In 2012 Sheila spoke to a large group of pastors’ wives and women in leadership in ministry. At the end, she invited each woman to write down any burden they no longer wanted to carry.  She asked each one to bring their card up to the front of the room and leave it at the foot of the cross. Women of all ages laid their cards down. Sheila promised to pray for each woman. As she picked up the cards to take them home, she began to read them. The words shocked her. These mature, faithful servants of Christ were stalked with the same issues of new believers (heartache, disappointment, fear, bitterness, unforgiveness, anger, regret, abandonment, shame and insecurity). “The responses on the cards floored me because I know this room overflowed with women who loved God wholeheartedly and who had walked with Him for many years – and yet the very same burdens weighed down their hearts.” As Sheila prayed she began to ask God why women struggle with these persistent and devastating ten issues. She says, “It almost seems as though some very intentional, finely turned plot against us intends to rob us of who we are in Christ.”

“A rabbit, it has been said, can outrun a lion. But the rabbit’s great fear of the lion paralyzes it, making it easy for the lion to catch and consume it. The all-out attacks we face as God’s daughters have the potential to render us as impotent as the rabbit. We can be frozen by the chaos we feel inside instead of choosing to stand on the truth of who God’s Word says we are,” shares Sheila.
“Your life does not end when devastating circumstances threaten to consume you,” shares Sheila. Her father died when she was five years old. From the day of his funeral until she was in her thirties Sheila and her mom never spoke about what happened to her father. It was only when she ended up in a psychiatric ward at thirty-four that the roof blew off all the family secrets. “For almost thirty years, I thought my mom blamed me for my father’s death while she had been blaming herself,” shares Sheila. Silent regret had rusted away years of shared comfort, forgiveness, and support. “I can tell you today that for my mom and for me, God is a Redeemer. Nothing is wasted. Nothing is lost. Nothing is missed,” reveals Sheila.

Sheila says regret, especially for Christian women, can be devastating. She offers the following advice to women who are ready to lay down the weight of regret they have carried for so long:

  1. Be honest and own your regret – Don’t stuff regret down into the basement of your soul. Admit it, confess it and ask Christ for forgiveness for what you have done or left undone.
  2. Grieve your losses – Allow yourself to feel the pain of things you wish had been or once were. Grieving hurts but also heals.
  3. Forgive – Forgive yourself and those who played a part in the regrets of your past. When you forgive, you are the one set free.
  4. Ask God for the courage to fully engage in life again – The devil lies. Remind yourself that God has delivered you.

Of all the letters Sheila has received over the years the most sobering have all concerned forgiveness. “Forgiveness means dragging our will and our feelings to line up with the will of God as an act of obedience.
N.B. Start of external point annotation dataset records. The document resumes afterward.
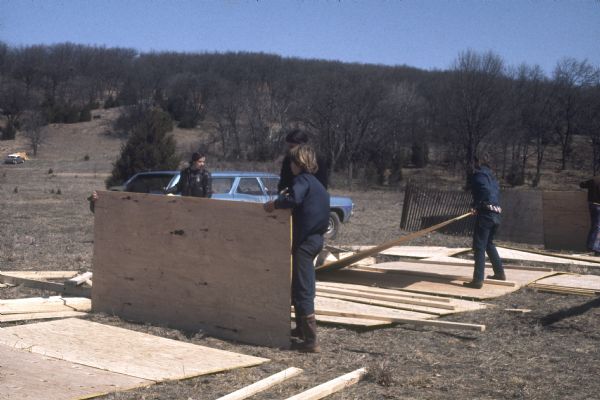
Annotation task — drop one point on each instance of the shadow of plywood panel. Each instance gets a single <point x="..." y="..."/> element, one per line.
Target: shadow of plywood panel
<point x="30" y="376"/>
<point x="566" y="220"/>
<point x="522" y="217"/>
<point x="194" y="264"/>
<point x="121" y="350"/>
Refusing to forgive (whether ourselves or another) puts us in direct rebellion against God. Sheila shares from her own experience about the issue of forgiveness.

As a Christian artist, Sheila recalls a thirty-city tour with a promoter that ran away with all the money at the end. He paid no one. Sheila ended up selling her house to pay the band and the crew. Ultimately, she thought she had made peace with it by relinquishing it to God. A few years later, she saw the man at an artist retreat and realized she was still carrying unforgiveness in her heart. She fell to her knees and forgave the troubled man that day. Sheila says, “Being betrayed by someone we love and trust often leaves us feeling emotionally ravished. If we will not forgive, then we cannot live free. We might seem free to others, but internally we remain caged by whatever we refuse to relinquish to Christ.”

God revealed unforgiveness to Sheila another time while getting a pedicure. The person’s name came to her mind after reading a passage in the Bible as her feet were soaking. It had been twenty-one years since the offense against her. Sheila considered it a “righteous wound” that she bore for the sake of Christ. But Christ showed her that day it was unforgiveness. Moments later she found the contact information in her phone and sent this individual a text message. God made it clear that she was to ask for forgiveness and not to mention anything this individual had ever done to her. So, she did. A few moments later she got a text message from the person saying, “I gladly forgive you, but do you mind reminding me what happened?” She quickly reminded him of a situation that occurred many years ago. His response, “I do now. I was such a jerk back then. God has been working on my heart over the years. Please forgive me! Sheila says forgiving set them both free.